Common Occurrences After Lumbar Spinal Fusion

Pain and instability in the vertebral joints of the lower spine cause many people to seek medical help. When conservative treatments such as medication, chiropractic adjustment or physical therapy fail to yield results, some may opt for surgery. Spinal fusion surgery involves the removal of the cartilaginous disc that separates two consecutive vertebrae. After the disc is removed, bone grafts are used to coax the two vertebrae to fuse into a single bony segment. The results of this procedure can vary.

A smiling doctor is holding the hand of her patient. Credit: XiXinXing/XiXinXing/Getty Images

Failed Back Surgery Syndrome

At least 20 percent of all spinal fusion surgeries fail to relieve lower-back pain, according to Dr. John Sherman, an orthopedic surgeon writing for the website Spine-Health. This result is so common that it has been given the name "failed back surgery syndrome," even though it isn't actually a syndrome. The failure of surgery to relieve pain is most often an indicator that the lesion that was removed during the operation was not actually the cause of the pain in the first place.

Lengthy Recovery Time

It takes time for bones to heal, and after a significant surgical procedure such as lumbar spinal fusion, a patient should expect a considerable period of convalescence. Sherman advises that a period of three months is necessary for the fusion to set and begin to mature. During this period, activities that might compromise the surgery must be restricted to ensure proper healing.
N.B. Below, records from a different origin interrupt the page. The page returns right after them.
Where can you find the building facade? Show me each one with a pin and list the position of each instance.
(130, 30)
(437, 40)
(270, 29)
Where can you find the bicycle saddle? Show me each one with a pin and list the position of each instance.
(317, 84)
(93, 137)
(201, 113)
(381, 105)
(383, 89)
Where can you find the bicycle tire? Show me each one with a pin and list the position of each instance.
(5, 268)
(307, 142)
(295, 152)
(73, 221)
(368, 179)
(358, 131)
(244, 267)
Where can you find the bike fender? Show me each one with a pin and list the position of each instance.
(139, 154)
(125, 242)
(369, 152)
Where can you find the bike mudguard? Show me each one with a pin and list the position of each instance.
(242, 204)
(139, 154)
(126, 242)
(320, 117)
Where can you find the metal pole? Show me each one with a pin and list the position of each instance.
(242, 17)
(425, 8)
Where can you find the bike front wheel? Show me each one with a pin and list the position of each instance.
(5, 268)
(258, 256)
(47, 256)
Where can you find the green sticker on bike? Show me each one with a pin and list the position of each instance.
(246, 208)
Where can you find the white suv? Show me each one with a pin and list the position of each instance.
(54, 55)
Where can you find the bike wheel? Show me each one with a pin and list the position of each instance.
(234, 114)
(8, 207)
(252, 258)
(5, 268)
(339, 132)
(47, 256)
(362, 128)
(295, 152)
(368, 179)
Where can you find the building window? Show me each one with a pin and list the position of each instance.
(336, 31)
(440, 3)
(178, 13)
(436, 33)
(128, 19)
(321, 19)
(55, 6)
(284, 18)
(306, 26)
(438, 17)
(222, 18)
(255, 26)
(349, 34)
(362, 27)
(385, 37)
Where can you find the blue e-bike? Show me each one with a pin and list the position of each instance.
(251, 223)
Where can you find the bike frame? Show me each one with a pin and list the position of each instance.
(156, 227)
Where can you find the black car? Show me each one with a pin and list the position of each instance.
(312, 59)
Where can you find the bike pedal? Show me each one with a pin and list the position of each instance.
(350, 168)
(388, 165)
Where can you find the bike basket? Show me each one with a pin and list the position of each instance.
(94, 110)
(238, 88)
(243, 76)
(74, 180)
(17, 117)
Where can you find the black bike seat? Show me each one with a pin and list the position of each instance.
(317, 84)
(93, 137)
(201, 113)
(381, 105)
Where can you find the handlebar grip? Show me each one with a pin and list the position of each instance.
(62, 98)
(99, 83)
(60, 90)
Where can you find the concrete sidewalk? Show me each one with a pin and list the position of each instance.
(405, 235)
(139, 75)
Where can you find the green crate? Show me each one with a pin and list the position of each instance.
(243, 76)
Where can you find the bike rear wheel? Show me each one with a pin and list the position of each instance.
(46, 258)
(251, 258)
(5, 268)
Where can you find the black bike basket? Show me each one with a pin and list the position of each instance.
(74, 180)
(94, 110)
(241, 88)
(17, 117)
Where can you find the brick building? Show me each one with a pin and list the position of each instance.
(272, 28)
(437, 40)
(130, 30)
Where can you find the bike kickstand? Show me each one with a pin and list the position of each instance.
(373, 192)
Flexion, extension or rotation of the lower spine may place undue stress on the growing bones. Vigorous activities such as running should also be limited. Prepping for surgery should involve rearrangement of the patient's living environment to minimize the need for excessive stretching and lifting during the recovery period.

Muscle Deconditioning

Following lumbar spinal fusion surgery, a patient must spend a certain amount of time resting so that the bones can heal. Unfortunately, this sedentary period can result in weakening and atrophy of the patient's muscles due to lack of exercise.

The back muscles can also be injured during the procedure itself. Dr. Sang-Hyuk Min of the Department of Orthopedic Surgery at Dankook University in Korea notes that postoperative bed rest, the use of back braces and a program of activity modification may be the key elements influencing the health of the back muscles after spinal fusion surgery.